Casados há 58 anos, seu João e dona Cecília, de 78, tiveram 11 filhos e veem a família crescer com os 27 netos e 8 bisnetos. “Receber a segunda dose ainda é para poucos, mas tenho confiança de que muita gente vai ser vacinada”, diz ele. Ao lado, a esposa mesmo aguarda a vez, pois ainda não tem idade.

Nascida e criada em Ibirité, Inêz Aguiar do Nascimento Rocha vai completar 90 anos em 20 de abril e quer chegar lá cheia de energia para comemorar a data, do jeito que for possível, com os seis filhos e seis netos. “Pelo menos, recebi as duas doses da vacina, o que me deixa bem animada”, revela. Recuperando-se de uma queda em casa, dona Inêz se considera “de castigo” devido às limitações. “Minha casa tem dois pavimentos e uma escada com 19 degraus. Antes de cair, eu cozinhava, arrumava, fazia tudo. Agora, ficou impossível.”

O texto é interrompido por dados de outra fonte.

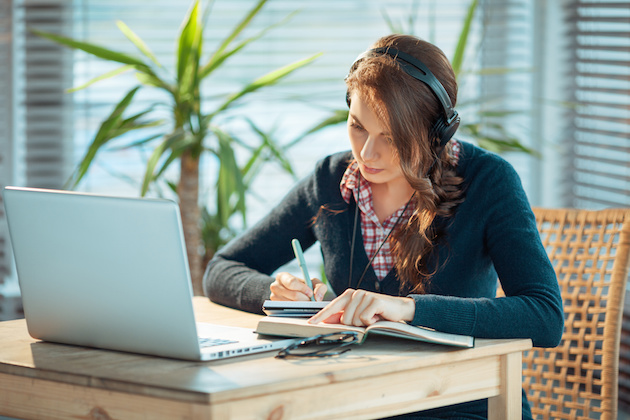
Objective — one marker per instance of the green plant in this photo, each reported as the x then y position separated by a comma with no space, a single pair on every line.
189,132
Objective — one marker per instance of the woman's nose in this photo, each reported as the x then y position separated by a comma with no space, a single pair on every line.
369,152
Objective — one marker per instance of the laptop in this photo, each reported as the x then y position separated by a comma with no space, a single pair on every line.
112,273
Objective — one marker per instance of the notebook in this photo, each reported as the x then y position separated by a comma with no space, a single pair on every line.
112,273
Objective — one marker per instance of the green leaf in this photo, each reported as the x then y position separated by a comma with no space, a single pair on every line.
156,155
92,49
229,183
266,80
460,50
104,76
139,143
104,134
217,59
137,41
188,41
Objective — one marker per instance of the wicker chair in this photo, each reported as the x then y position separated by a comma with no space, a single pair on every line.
590,253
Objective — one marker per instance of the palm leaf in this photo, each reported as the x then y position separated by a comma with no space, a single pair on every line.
188,41
104,134
229,183
169,141
218,59
138,42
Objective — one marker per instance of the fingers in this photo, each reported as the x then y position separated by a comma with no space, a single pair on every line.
288,287
319,289
363,308
337,305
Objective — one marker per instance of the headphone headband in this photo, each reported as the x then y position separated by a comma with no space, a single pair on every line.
446,127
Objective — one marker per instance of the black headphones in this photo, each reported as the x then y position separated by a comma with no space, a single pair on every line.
446,125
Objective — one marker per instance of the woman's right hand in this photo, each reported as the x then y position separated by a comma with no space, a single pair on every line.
288,287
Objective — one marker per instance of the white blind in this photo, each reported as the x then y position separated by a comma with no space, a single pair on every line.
43,133
598,136
6,112
339,29
53,128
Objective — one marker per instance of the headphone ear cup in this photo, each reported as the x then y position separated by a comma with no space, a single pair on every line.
444,132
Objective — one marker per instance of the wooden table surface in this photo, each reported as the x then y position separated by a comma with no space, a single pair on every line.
384,376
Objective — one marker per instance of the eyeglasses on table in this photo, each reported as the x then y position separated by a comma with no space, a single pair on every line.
322,345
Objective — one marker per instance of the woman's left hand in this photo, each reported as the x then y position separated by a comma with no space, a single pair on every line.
363,308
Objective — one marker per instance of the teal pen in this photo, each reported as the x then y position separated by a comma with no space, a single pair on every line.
297,250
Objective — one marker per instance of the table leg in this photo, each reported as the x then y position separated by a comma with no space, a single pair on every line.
508,404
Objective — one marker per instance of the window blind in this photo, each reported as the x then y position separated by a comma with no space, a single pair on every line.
507,80
6,112
52,128
598,137
339,29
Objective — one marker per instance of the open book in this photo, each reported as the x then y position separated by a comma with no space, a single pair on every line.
299,327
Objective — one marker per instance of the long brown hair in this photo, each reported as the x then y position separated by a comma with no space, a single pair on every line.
409,109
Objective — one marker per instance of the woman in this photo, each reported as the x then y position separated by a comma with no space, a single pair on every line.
437,221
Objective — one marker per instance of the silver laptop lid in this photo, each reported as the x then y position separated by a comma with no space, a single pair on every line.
107,272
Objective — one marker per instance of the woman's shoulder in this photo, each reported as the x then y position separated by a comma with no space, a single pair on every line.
333,165
474,162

Viúva de José Rocha, que era dono de uma loja de material de construção, dona Inêz faz questão da “carapuça” (como se refere ao acento circunflexo) no nome e faz valer o sobrenome Rocha. “Sou forte, ajudava meu marido a carregar saco de cimento. Quando criança, montava cavalo em pelo, gostava de pedalar, era a única menina na turma de 11 meninos.”

No início do seu rígido confinamento, a moradora de Ibirité começou a desenhar a cidade da sua infância. “Tudo era bem diferente, tinha muita fazenda”, recorda-se. Por isso, quer realizar um desejo tão logo termine a pandemia. “Vou sair por aí com a minha neta Maria Eugênia, para mostrar a ela todos os lugares de que gosto tanto”.

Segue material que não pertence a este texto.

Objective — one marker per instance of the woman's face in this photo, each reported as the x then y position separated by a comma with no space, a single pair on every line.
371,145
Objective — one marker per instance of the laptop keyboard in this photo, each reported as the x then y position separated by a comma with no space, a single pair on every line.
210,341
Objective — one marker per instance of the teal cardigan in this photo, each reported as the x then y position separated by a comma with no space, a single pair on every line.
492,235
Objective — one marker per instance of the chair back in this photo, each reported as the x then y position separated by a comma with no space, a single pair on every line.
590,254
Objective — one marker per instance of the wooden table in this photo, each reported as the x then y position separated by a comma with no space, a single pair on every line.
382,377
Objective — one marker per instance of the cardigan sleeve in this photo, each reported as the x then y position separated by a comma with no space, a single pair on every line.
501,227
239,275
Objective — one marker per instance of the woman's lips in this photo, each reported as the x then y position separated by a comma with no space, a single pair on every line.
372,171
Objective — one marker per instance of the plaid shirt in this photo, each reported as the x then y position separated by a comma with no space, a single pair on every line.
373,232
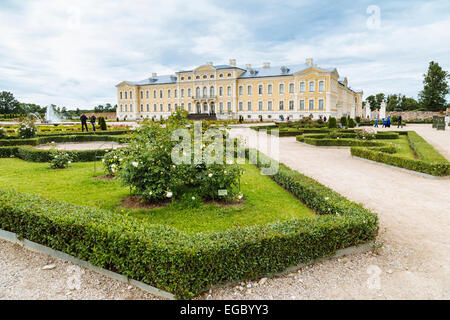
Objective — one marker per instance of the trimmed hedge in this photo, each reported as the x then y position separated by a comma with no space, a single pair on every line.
432,168
188,264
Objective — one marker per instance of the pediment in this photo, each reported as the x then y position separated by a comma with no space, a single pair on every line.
205,68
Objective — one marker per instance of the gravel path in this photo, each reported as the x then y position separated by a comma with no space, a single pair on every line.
412,261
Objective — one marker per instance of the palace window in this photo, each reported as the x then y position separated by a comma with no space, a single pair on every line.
291,105
302,86
321,104
322,86
302,104
291,88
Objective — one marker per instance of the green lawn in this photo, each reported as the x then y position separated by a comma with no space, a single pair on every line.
265,200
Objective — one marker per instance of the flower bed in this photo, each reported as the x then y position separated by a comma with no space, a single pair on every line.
187,264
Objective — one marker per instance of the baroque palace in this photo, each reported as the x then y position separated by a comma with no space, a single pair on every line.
227,92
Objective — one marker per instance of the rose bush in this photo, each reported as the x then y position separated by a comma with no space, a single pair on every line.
148,168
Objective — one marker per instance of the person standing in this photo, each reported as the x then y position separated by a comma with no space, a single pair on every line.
399,124
83,119
93,118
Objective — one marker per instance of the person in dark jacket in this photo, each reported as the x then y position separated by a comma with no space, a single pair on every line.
93,118
83,119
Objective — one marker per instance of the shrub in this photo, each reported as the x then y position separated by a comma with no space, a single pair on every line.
2,133
27,129
351,123
149,170
187,264
60,159
102,123
332,123
112,160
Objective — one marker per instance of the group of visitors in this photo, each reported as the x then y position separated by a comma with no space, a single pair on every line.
84,119
387,122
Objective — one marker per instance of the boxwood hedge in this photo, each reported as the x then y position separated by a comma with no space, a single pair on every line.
188,264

Dedé Pimentel, 88 anos (foto: Leandro Couri/EM/D.A Press )

SEM EFEITOS COLATERAIS

Em Belo Horizonte,  dona Carmen Lima, de 98,  recebeu a segunda dose da vacina e se declara “muito bem e feliz” por estar imunizada: “Mesmo não dando conta de sair mais, pelo menos posso receber a visita dos meus netos e amigos”. Ela conta que não sentiu nenhum efeito colateral. A filha, Zuleika Lima Barbosa, a cadastrou na prefeitura, e as doses foram aplicadas no intervalo de 15 dias.




“Agora, estou satisfeita e posso sonhar. Quero ver o Galo ser campeão e conhecer nosso novo jogador, o Hulk.” E manda um recado. “Se ele não puder vir me ver, pelo menos uma camisa do Galo com autógrafo”, pede ela, que trabalhou durante 40 anos como catadora de papéis e mora na Pedreira Prado Lopes, vizinha ao bairro Lagoinha, na Região Noroeste.

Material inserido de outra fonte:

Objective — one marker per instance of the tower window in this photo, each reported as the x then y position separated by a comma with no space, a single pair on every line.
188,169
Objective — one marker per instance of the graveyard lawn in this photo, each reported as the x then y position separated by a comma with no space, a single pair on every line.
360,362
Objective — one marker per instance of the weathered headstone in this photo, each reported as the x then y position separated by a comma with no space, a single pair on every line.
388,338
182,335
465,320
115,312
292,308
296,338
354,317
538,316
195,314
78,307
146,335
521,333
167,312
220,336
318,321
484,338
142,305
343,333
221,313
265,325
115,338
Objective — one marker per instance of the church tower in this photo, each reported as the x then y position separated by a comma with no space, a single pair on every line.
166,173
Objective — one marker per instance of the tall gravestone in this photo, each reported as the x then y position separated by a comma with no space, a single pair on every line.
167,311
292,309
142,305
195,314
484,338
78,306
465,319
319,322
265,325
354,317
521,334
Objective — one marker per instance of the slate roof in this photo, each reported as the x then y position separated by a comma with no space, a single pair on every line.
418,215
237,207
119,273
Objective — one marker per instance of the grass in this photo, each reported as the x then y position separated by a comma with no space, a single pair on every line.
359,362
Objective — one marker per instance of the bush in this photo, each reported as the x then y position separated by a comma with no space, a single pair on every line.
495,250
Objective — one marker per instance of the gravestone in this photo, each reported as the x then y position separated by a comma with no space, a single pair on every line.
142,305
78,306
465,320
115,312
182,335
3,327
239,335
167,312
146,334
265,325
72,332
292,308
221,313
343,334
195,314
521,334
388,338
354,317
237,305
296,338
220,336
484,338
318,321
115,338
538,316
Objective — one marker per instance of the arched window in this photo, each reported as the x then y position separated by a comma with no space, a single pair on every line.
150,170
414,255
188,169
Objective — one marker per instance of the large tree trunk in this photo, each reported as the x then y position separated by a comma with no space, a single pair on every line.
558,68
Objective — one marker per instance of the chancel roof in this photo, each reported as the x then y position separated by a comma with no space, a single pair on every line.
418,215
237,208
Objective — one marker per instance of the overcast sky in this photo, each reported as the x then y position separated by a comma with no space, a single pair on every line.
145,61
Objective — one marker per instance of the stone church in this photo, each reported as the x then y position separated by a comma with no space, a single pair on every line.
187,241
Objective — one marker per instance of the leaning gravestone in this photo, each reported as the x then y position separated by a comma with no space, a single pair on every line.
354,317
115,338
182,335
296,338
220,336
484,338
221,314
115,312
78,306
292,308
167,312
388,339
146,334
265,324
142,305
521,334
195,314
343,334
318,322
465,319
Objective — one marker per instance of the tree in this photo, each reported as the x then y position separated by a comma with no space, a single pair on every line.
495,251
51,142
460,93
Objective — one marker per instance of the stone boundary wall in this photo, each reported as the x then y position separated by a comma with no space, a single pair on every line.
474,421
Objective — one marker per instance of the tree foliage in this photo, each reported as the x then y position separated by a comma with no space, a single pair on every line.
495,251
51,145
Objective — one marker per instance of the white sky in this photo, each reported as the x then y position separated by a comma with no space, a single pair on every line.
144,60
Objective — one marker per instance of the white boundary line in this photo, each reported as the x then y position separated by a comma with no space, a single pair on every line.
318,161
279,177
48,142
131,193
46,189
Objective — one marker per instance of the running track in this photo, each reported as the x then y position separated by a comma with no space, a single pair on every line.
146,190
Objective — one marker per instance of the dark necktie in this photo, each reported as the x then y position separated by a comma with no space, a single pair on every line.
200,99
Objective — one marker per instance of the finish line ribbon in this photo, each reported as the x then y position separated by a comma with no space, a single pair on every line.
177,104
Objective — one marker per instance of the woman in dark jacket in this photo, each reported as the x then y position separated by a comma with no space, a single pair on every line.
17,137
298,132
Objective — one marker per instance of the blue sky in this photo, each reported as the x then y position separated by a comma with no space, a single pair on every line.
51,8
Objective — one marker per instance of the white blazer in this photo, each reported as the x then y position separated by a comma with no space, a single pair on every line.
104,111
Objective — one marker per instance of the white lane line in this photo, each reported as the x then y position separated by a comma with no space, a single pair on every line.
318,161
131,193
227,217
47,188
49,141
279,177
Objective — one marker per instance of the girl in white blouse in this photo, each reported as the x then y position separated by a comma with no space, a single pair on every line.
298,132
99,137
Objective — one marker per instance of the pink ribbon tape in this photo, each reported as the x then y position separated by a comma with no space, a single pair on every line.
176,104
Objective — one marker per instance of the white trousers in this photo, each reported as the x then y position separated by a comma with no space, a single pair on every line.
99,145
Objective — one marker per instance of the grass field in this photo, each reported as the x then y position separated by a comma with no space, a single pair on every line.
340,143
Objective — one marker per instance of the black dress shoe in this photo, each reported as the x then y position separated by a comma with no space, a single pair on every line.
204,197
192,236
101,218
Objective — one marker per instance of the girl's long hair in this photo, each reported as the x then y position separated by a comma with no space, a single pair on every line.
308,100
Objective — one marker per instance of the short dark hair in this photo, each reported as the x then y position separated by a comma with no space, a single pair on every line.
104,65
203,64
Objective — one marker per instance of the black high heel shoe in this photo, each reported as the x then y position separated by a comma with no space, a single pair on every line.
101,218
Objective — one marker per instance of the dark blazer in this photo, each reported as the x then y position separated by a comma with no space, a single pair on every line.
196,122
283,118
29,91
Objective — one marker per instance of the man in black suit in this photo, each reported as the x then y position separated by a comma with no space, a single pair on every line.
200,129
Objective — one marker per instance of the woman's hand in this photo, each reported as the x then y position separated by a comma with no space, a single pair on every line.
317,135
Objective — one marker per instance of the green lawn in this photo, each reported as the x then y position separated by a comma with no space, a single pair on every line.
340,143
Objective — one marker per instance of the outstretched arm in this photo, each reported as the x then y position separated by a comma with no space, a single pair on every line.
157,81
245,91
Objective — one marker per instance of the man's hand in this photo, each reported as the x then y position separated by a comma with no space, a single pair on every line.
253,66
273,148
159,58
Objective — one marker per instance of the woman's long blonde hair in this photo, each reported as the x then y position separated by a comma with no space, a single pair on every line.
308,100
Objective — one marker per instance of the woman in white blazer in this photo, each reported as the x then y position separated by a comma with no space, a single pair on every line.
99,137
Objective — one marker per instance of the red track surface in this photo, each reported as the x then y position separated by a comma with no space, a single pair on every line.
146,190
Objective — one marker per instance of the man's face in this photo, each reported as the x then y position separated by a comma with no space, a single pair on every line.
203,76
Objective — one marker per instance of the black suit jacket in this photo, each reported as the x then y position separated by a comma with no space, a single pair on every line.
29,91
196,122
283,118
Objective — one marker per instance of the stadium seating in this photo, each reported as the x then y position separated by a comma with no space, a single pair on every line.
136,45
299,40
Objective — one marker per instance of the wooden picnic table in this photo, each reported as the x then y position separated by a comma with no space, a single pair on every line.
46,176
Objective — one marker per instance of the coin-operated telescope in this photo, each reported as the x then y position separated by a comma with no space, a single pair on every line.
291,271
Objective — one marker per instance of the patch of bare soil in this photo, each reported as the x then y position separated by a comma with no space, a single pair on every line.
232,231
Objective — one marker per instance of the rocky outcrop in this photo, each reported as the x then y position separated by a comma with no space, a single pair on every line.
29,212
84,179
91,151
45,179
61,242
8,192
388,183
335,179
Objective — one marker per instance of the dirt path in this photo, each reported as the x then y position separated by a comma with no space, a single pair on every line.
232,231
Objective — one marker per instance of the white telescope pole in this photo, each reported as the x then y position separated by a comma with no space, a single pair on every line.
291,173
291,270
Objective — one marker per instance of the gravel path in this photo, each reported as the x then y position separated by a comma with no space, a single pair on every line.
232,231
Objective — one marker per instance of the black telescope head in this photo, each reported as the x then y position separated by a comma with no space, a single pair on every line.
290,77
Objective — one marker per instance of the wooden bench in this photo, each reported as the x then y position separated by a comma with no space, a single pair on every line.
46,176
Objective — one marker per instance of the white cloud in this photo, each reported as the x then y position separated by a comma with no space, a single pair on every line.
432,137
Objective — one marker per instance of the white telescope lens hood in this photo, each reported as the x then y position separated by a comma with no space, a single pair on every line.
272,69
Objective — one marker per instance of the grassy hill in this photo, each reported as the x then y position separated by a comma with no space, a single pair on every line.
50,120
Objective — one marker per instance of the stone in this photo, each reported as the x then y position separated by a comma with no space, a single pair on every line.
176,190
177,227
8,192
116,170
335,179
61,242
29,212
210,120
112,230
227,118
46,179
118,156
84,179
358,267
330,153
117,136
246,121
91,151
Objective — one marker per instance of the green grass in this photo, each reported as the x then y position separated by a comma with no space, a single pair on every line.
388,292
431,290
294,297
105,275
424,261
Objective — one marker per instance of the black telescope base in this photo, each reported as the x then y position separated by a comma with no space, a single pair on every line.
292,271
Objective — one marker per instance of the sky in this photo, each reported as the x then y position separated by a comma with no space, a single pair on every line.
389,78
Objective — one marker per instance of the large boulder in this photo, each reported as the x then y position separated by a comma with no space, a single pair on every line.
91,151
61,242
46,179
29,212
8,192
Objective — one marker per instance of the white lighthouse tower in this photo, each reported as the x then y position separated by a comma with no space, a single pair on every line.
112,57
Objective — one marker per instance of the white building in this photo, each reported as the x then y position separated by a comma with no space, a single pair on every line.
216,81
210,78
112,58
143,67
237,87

Em outro ponto da cidade, o produtor rural aposentado Dedé Pimentel, de 88, viu a preocupação se transformar em alívio depois de ser vacinado. “Tomei a primeira dose em 13 de fevereiro, e a segunda em 6 de março. Confesso que fiquei apreensivo quando tomei a primeira vacina na Rua Paraíba, e a segunda no Corpo de Bombeiros. Mas só ardeu um pouco e não senti nenhuma reação. Felizmente, não tive que tomar nenhum remédio”, conta o morador do bairro Cruzeiro, na Região Centro-Sul de BH.

Aliviado, Dedé conta que aguarda o resultado da eficácia da vacina. “Minha expectativa é ótima, espero que dê certo. Estou muito satisfeito de ter tomado uma vacina produzida por um povo com sete mil anos de civilização”, diz ele, em relação à CoronaVac, desenvolvida pela farmacêutica chinesa Sinovac.





Carmen Lima, 98 anos (foto: Gladyston Rodrigues/EM/D.A Press)


A hora da imunidade

De acordo com o médico infectologista Carlos Starling, a segunda dose da vacina contra a COVID-19 é a que realmente imuniza. “A primeira provoca um estímulo de reação no organismo, mas não suficiente para gerar anticorpos em nível protetor. A segunda dose é que dá proteção compatível com o que foi publicado nos estudos da fase três. Sem a segunda dose, a pessoa não estará imunizada completamente”, explica.

Segundo o médico, no caso da vacina de Oxford, após o 21º dia já é possível um nível de anticorpos “muito satisfatório, mas a segunda dose é que vai conferir a proteção máxima. Cada uma tem um nível de proteção, conforme o que já foi publicado.”

Após a segunda dose, a imunidade se torna efetiva em torno de 14 a 21 dias, explica Starling. Quanto à duração da imunização, ele diz que ainda não há dados suficientes. “Acreditamos que seja em torno de um a dois anos. Mas isso ainda tem que ser confirmado por estudos prospectivos, porque não temos tanto tempo assim para avaliar os pacientes que receberam a vacina.”